In South Dakota, electricity prices rose 34 percent while electricity from solar and wind grew from five to 30 percent between 2009 and 2017.
In Kansas, electricity prices rose 33 percent while electricity from solar and wind grew from six to 36 percent between 2009 and 2017.
In Iowa, electricity prices rose 21 percent while electricity from solar and wind grew from 14 to 37 percent between 2009 and 2017.
In Oklahoma, electricity prices rose 18 percent while electricity from solar and wind grew from four to 32 percent between 2009 and 2017.
In Hawaii, electricity prices rose 23 percent, while electricity from solar and wind grew from 3 to 18 percent between 2009 and 2017.
In California, electricity prices rose 22 percent, while electricity from solar and wind grew from 3 to 23 percent between 2009 and 2017.
States that increased their use of solar and wind generation realized a large increase in electricity costs despite a large decline in natural gas prices. If the cost of NG had not collapsed at the same time solar and wind power were scaled up in the U.S., electricity costs in these states would have been far larger. Further, as they assume a greater role in the power grid, the economic value of solar and wind decline. They produce too much electricity when customers do not need it – and not enough when they do.

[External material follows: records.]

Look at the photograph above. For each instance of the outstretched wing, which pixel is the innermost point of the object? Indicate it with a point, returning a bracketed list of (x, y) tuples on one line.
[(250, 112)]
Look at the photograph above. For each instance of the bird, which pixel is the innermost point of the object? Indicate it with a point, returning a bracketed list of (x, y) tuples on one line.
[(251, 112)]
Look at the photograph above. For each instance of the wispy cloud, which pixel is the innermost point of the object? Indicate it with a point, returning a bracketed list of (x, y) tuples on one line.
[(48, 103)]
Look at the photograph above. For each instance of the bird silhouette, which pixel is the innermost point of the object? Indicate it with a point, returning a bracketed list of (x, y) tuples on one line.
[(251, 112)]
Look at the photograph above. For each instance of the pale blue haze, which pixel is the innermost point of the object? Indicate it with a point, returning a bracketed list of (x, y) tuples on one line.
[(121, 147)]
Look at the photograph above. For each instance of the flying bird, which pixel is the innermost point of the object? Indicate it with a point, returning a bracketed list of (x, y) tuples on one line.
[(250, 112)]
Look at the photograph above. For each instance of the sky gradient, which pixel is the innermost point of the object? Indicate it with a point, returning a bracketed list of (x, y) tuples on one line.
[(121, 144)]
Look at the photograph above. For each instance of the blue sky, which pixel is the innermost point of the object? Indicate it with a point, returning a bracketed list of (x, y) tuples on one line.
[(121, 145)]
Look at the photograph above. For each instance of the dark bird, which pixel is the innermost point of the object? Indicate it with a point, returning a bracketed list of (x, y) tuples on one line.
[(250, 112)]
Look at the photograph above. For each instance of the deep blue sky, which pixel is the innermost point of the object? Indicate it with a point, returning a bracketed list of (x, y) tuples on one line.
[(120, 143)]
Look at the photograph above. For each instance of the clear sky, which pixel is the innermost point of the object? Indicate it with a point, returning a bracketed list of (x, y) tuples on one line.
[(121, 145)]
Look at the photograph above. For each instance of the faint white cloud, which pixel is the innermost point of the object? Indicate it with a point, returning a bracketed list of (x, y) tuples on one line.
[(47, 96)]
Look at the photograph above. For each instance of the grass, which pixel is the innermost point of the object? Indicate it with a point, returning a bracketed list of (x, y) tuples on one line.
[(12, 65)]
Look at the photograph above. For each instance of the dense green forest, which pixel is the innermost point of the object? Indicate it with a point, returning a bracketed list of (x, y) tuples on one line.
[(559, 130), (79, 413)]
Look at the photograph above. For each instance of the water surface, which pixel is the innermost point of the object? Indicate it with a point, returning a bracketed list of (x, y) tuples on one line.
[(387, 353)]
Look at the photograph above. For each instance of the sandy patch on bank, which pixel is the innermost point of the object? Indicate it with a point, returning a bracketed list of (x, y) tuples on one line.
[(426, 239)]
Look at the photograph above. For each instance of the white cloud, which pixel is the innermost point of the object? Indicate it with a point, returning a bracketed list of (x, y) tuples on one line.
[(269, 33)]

Another consideration is the amount of raw materials (steel, fuel, glass, concrete, cement) required (Tons per TWH) to fabricate wind and solar power plants compared to more traditional generation methods. Their ranking, from highest to lowest: Solar PV, Hydro, Wind, Geothermal, and Nuclear.
The underlying commonality to all these additional costs is the physical limits in generating electricity from sunlight and wind. Both are dilute and unreliable. Their use requires far greater expanses of land, longer and less-utilized transmission lines, and large amounts of storage.
In the quest for energy independence, of all the resources we could tap to produce cheap, renewable clean energy, the last thing our state and federal governments should expend limited resources on is wind and solar power projects, for reasons of fundamental physical constraints.
The oft reiterated promise of “cheap renewable green energy” is a quixotic myth, fabricated by those who have an economic incentive to lie, championed by those with a political agenda to advance, and believed by those who are too intellectually lazy to do basic research. While there is no “free lunch,” there are practical, cost-effective solutions: natural gas – made plentiful by technological advances in petroleum exploration and extraction – is but one. If not yet technologically feasible, nuclear fusion is worth further study and experimentation. Nuclear fission is also a realistic solution since we now have the ability to make reasonably safe, reliable, cost-effective reactors that produce minimal toxic waste. Americans need to stop chasing a pipe dream and begin making rational policy decisions about energy.
This commentary was compiled using multiple public and private sources.